= Macneill's road indicator =

Tool for measuring force necessary to draw a carriage

Macneill's Road Indicator was a dynamometer for ascertaining the force necessary to draw a carriage over different kind of roads and pavements. It was developed by John Benjamin Macneill in the late 1820s.

== Prototype ==
Macneill's road indicator was completed according to drawings laid before and authorised by the Parliamentary Commissioners in 1829. It was first used on the road between London and Shrewsbury. A description of and the method of using it was included the Sevent report of the Commissioners(1830).

== Improved version ==

Macneill made further improvement in the road indicator enable it to measure bearing, inclination, time and distance travelled. In April 1833 it was used in experiments with an iron boat on the Paddington Canal for the purpose of ascertaining the law of resistance, or force of traction, at different degrees of velocity.

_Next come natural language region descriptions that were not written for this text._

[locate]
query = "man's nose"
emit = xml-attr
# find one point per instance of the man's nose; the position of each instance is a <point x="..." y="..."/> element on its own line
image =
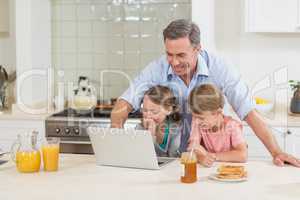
<point x="174" y="61"/>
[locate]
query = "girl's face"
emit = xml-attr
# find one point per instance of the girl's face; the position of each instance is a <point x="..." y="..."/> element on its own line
<point x="207" y="119"/>
<point x="153" y="111"/>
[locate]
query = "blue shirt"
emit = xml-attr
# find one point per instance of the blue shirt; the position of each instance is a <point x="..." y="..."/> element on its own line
<point x="210" y="69"/>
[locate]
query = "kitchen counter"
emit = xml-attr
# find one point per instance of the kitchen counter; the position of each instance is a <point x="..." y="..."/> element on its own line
<point x="79" y="178"/>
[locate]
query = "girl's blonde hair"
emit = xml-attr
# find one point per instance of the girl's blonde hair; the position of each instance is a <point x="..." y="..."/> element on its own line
<point x="205" y="97"/>
<point x="162" y="95"/>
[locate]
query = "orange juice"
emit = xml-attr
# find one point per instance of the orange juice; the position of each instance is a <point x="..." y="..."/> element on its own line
<point x="189" y="162"/>
<point x="50" y="157"/>
<point x="28" y="161"/>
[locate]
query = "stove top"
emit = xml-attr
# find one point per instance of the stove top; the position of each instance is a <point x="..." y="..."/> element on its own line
<point x="95" y="113"/>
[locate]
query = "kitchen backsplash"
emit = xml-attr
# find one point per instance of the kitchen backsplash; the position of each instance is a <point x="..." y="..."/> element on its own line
<point x="109" y="38"/>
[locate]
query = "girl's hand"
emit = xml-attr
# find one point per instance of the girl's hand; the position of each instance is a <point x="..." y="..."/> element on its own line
<point x="150" y="125"/>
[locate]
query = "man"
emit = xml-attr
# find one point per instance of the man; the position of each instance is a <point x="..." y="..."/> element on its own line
<point x="185" y="66"/>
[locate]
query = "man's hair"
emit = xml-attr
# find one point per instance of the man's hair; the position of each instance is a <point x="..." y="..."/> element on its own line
<point x="181" y="28"/>
<point x="205" y="97"/>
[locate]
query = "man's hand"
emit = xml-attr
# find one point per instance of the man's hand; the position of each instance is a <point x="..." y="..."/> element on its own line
<point x="284" y="158"/>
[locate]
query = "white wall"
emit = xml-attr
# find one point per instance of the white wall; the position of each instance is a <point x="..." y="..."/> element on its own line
<point x="7" y="43"/>
<point x="33" y="51"/>
<point x="255" y="55"/>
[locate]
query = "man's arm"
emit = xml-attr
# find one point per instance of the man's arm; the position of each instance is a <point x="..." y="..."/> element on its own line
<point x="120" y="113"/>
<point x="262" y="131"/>
<point x="238" y="154"/>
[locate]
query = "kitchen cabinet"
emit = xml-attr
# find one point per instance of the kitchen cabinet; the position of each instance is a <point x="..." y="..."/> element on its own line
<point x="293" y="141"/>
<point x="256" y="149"/>
<point x="272" y="15"/>
<point x="4" y="16"/>
<point x="9" y="129"/>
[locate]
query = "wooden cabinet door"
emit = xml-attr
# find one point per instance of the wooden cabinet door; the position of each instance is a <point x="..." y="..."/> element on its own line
<point x="293" y="141"/>
<point x="4" y="16"/>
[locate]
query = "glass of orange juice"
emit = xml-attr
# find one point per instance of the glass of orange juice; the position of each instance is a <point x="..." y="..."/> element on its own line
<point x="50" y="150"/>
<point x="25" y="154"/>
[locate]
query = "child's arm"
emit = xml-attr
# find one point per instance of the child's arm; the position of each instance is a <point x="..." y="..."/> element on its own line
<point x="238" y="154"/>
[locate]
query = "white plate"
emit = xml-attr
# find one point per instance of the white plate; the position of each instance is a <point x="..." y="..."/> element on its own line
<point x="215" y="178"/>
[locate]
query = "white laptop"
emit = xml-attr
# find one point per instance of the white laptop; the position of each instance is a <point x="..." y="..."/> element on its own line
<point x="125" y="148"/>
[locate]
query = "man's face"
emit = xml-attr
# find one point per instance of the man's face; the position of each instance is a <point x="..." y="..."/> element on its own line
<point x="181" y="55"/>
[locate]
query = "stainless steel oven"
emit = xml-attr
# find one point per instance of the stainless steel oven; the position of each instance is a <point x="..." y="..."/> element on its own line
<point x="71" y="127"/>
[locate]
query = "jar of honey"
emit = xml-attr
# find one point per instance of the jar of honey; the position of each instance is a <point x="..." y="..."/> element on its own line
<point x="189" y="165"/>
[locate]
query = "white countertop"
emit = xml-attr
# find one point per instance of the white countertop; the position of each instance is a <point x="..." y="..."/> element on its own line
<point x="79" y="178"/>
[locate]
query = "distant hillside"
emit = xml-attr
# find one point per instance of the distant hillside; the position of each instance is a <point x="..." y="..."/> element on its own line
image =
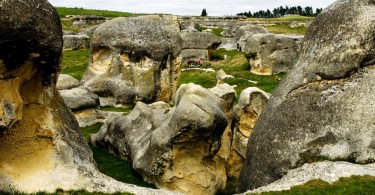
<point x="63" y="11"/>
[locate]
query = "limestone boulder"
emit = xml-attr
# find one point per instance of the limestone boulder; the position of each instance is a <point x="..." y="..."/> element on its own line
<point x="173" y="147"/>
<point x="66" y="81"/>
<point x="139" y="55"/>
<point x="79" y="99"/>
<point x="243" y="33"/>
<point x="251" y="103"/>
<point x="41" y="146"/>
<point x="324" y="108"/>
<point x="272" y="53"/>
<point x="72" y="42"/>
<point x="199" y="40"/>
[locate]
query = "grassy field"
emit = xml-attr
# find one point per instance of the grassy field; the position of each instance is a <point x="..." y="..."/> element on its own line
<point x="235" y="65"/>
<point x="288" y="18"/>
<point x="63" y="11"/>
<point x="352" y="185"/>
<point x="75" y="62"/>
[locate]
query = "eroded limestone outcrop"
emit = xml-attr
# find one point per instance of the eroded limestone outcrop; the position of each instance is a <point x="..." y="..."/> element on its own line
<point x="250" y="105"/>
<point x="135" y="59"/>
<point x="41" y="147"/>
<point x="272" y="53"/>
<point x="325" y="105"/>
<point x="176" y="148"/>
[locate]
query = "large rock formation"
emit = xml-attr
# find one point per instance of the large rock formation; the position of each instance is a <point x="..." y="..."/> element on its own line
<point x="325" y="105"/>
<point x="272" y="53"/>
<point x="41" y="147"/>
<point x="135" y="59"/>
<point x="250" y="105"/>
<point x="175" y="148"/>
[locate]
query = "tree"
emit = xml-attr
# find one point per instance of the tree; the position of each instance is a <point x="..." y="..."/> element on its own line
<point x="204" y="13"/>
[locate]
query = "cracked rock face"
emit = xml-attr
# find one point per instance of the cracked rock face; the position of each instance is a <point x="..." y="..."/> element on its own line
<point x="325" y="105"/>
<point x="272" y="53"/>
<point x="176" y="148"/>
<point x="135" y="59"/>
<point x="41" y="147"/>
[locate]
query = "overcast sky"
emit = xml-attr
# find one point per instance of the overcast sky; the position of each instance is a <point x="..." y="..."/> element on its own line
<point x="188" y="7"/>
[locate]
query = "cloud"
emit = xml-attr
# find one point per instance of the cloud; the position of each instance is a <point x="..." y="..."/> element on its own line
<point x="188" y="7"/>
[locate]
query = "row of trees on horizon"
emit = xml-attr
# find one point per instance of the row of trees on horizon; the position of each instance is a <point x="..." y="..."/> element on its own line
<point x="282" y="11"/>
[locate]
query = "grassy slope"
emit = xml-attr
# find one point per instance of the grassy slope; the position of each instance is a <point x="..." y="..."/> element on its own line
<point x="235" y="65"/>
<point x="75" y="62"/>
<point x="352" y="185"/>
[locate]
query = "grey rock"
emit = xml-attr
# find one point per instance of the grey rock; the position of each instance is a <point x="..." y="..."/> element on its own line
<point x="72" y="42"/>
<point x="228" y="44"/>
<point x="41" y="145"/>
<point x="327" y="171"/>
<point x="79" y="99"/>
<point x="66" y="81"/>
<point x="272" y="53"/>
<point x="139" y="55"/>
<point x="324" y="106"/>
<point x="161" y="141"/>
<point x="200" y="40"/>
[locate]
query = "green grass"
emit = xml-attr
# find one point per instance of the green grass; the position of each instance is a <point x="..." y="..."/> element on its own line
<point x="75" y="62"/>
<point x="63" y="11"/>
<point x="351" y="185"/>
<point x="111" y="165"/>
<point x="288" y="18"/>
<point x="235" y="65"/>
<point x="281" y="28"/>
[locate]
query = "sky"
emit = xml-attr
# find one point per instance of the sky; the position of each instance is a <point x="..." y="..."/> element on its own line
<point x="188" y="7"/>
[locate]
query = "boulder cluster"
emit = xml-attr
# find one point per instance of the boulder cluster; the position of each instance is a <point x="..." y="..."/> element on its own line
<point x="186" y="139"/>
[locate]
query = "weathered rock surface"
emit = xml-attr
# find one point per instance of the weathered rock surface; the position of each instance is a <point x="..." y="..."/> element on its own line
<point x="243" y="33"/>
<point x="250" y="105"/>
<point x="135" y="59"/>
<point x="327" y="171"/>
<point x="228" y="44"/>
<point x="82" y="21"/>
<point x="72" y="42"/>
<point x="325" y="105"/>
<point x="79" y="99"/>
<point x="66" y="82"/>
<point x="41" y="147"/>
<point x="192" y="54"/>
<point x="272" y="53"/>
<point x="176" y="148"/>
<point x="200" y="40"/>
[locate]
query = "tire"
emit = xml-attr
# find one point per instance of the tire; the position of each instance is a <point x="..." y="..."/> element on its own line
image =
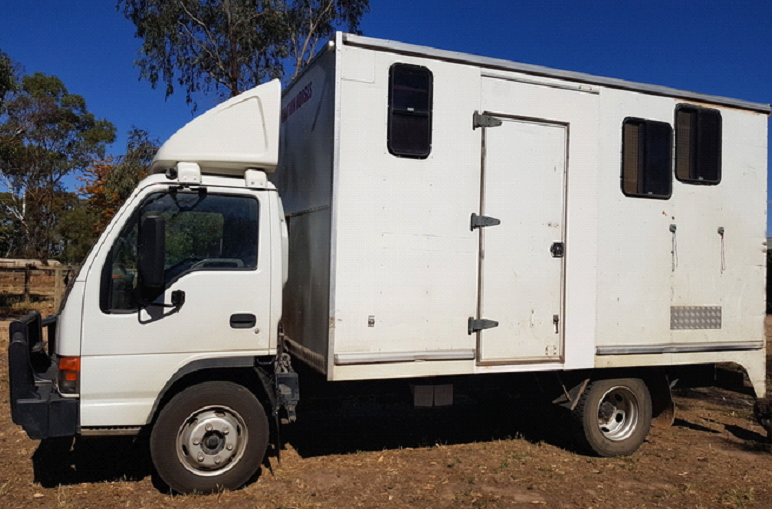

It was demonstrated in Regent's Park in presence of Charles Gordon-Lennox, 5th Duke of Richmond and Sir Henry Parnell 18 May 1833, and two days after reported to the select committee of the House of Lords appointed to examine the turnpike returns with description and measured data for the period 1829 - 1832. The experiments showed that the force of traction was nearly in an exact proportion to the hardness of the road.

In 1835 Macneill gave evidence to the House of Common on the relative advantages of the telegraph, elliptical and other springs as regards the draught of carriages.